This morning we took Caleigh in for her barium enema.
They used water soluble barium upon our request (I highly recommend it if your ever in the need for barium) because of Caleigh's history with intestinal perforation. About 2000ml of barium was gravity fed into her. That's way more than she gets in fluids a day.
Caleigh did good during the whole thing. We played her music and she focused on that instead of the uncomfortableness.
I could quickly tell that Caleigh's intestines are very dilated. There are large sections of bowel with presumably the strictures in between, but we weren't able to see them. These are areas where bacteria thrive, nutrients aren't absorbed and the walls of the intestines are fibrous and raw. This was one of the main reasons Caleigh originally had the STEP procedure all those years ago. Caleigh's anatomy is so different that we knew that we probably wouldn't find anything specific. The radiologist preforming the test questioned the actual reason behind doing it. His attitude wasn't the best, but he did his job.
After the test was over, we sat Caleigh on the potty and the majority of the barium came out. She was shivering, clammy and exhausted while it was evacuating. We did one more x-ray (pictured below) and then we were free to leave.
Caleigh's tummy hurts and she tells us this everyday. She is scared and worried and I wish I could take those fears from her. Please pray for her understanding and peace with all of this.

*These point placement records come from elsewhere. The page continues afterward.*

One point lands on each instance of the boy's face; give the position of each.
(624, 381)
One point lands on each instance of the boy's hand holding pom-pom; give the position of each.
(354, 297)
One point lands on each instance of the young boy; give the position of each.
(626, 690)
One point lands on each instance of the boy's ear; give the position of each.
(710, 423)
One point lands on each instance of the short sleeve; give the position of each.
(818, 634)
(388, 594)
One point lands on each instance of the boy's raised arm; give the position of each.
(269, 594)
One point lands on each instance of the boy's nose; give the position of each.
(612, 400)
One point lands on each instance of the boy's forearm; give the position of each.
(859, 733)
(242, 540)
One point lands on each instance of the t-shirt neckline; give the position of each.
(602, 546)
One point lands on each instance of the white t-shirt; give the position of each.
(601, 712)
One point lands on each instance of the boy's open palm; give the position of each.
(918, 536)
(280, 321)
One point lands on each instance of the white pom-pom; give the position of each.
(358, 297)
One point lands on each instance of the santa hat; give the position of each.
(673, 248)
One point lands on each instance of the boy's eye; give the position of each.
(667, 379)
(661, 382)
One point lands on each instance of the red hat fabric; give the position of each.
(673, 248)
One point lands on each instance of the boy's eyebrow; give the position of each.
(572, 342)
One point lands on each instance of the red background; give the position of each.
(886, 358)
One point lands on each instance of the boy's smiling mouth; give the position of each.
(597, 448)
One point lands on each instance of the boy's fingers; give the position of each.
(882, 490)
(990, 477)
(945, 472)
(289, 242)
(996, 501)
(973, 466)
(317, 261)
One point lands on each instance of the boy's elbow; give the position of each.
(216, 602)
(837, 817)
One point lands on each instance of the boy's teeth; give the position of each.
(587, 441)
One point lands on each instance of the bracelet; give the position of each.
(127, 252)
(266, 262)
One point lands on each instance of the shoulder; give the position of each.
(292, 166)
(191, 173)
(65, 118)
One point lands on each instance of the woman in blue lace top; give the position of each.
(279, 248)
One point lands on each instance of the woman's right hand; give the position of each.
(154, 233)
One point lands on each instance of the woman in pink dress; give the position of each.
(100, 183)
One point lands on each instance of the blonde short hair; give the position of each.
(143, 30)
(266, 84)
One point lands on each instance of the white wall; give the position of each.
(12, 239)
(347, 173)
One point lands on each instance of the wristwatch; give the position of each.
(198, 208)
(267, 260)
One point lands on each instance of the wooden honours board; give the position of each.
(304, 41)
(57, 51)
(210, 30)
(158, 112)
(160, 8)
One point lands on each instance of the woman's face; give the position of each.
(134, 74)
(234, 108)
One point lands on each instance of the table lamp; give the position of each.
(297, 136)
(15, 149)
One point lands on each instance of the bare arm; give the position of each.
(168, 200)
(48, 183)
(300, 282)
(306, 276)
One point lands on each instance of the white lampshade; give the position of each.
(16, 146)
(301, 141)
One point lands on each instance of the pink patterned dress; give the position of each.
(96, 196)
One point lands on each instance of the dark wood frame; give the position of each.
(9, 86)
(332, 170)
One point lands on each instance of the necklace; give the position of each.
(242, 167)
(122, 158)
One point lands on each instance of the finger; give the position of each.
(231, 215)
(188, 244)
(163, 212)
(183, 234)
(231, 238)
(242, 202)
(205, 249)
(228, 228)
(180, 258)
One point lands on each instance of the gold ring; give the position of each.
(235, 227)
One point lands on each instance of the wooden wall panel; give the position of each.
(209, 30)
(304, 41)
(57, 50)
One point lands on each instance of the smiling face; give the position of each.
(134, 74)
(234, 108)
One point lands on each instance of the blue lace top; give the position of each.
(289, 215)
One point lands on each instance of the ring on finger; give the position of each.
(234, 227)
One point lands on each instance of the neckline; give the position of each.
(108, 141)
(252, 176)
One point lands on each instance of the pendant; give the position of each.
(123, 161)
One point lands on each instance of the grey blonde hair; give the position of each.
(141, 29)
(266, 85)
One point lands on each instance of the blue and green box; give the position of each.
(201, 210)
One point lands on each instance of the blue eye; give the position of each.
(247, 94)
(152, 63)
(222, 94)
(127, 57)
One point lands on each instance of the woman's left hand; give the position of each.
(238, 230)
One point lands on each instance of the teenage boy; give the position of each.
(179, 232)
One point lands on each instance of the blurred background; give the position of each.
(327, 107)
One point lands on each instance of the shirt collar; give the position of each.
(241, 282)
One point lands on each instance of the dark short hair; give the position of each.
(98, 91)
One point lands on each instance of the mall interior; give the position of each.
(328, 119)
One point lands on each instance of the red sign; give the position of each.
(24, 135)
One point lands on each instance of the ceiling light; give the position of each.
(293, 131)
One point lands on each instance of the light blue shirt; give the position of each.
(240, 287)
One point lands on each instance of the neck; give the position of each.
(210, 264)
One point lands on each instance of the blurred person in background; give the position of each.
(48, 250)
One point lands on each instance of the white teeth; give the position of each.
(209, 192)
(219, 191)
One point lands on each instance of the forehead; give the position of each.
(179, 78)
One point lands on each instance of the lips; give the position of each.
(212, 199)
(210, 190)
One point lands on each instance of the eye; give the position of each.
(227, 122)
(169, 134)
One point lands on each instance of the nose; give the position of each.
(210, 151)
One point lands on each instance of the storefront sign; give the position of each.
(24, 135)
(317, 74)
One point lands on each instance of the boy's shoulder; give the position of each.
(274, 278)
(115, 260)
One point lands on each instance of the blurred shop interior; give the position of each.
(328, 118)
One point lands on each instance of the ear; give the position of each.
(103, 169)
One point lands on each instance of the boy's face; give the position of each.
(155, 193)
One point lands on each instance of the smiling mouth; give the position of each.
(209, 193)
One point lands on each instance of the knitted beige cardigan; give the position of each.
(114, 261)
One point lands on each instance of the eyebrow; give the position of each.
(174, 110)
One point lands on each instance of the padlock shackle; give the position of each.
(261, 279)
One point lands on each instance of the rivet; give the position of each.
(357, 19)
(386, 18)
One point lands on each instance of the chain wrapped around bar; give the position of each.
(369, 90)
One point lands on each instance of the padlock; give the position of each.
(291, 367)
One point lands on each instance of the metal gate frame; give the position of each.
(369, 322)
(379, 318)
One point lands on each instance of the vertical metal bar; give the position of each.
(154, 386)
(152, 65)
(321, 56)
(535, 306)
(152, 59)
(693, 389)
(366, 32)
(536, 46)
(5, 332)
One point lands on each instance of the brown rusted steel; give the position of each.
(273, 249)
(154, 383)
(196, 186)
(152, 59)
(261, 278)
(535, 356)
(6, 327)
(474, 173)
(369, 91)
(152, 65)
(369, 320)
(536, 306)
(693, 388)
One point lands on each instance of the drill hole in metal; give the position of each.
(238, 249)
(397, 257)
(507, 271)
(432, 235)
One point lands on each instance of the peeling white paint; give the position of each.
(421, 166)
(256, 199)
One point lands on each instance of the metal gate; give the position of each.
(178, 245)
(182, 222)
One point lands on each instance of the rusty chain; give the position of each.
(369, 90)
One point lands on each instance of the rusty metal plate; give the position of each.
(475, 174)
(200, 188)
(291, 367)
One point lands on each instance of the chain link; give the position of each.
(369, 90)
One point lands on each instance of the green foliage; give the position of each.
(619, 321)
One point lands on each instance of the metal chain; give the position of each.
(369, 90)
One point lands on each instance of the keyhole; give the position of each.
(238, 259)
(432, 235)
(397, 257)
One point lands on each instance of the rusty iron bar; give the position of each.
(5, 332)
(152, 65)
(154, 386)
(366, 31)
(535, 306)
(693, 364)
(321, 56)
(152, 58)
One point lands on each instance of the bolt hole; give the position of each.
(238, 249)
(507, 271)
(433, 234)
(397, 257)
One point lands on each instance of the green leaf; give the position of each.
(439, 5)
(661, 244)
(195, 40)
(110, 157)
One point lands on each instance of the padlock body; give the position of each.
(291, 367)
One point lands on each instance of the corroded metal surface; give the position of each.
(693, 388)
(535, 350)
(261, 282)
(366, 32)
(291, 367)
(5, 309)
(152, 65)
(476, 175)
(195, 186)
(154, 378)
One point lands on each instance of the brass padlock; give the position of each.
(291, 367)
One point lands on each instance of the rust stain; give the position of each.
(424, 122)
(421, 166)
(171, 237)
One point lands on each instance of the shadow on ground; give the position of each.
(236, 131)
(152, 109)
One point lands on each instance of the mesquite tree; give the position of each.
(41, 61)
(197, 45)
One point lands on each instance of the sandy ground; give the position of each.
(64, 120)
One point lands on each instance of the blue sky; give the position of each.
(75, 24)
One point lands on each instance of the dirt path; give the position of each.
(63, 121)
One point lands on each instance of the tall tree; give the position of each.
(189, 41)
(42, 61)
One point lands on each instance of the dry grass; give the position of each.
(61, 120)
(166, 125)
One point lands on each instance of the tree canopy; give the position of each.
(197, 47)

Eric and I could use support as well. This is definitely the "marathon not a sprint" metaphor. Seven years ago...even three years ago, I was on top of my game. I knew the next best thing, I knew who to talk to where and I was ready no matter what came our way. I'm now less patient with those that work with us. I'm more emotional and anger easily. I'm worn out by not being able to heal Caleigh's pain, stop the crying, and the physical demands on myself are finally catching up. This feeling of exhaustion is often times paired with thoughts of the future and I fall back to the reality of our lives. Staying positive, laughing it off and forever being ridiculously sarcastic is sustaining us. I'm glad we still have even an ounce of those feelings left at this point. For all of these feelings though, we wouldn't trade any of it.
This coming Tuesday is our appointment with the surgeon. If you remember a few years back Caleigh's surgeon moved to Tennessee. We were pretty devastated by this change, but at the time we didn't need surgery. This new(ish) surgeon knows Caleigh and has been around since she was born. I'm hoping we will be on the same page come Tuesday.
Until then, we would love prayers and positive thoughts for strength, less pain, clear decisions and the emotional well being for our little family. We really do appreciate the support that everyone offers. It is truly a gift to have this community in our lives.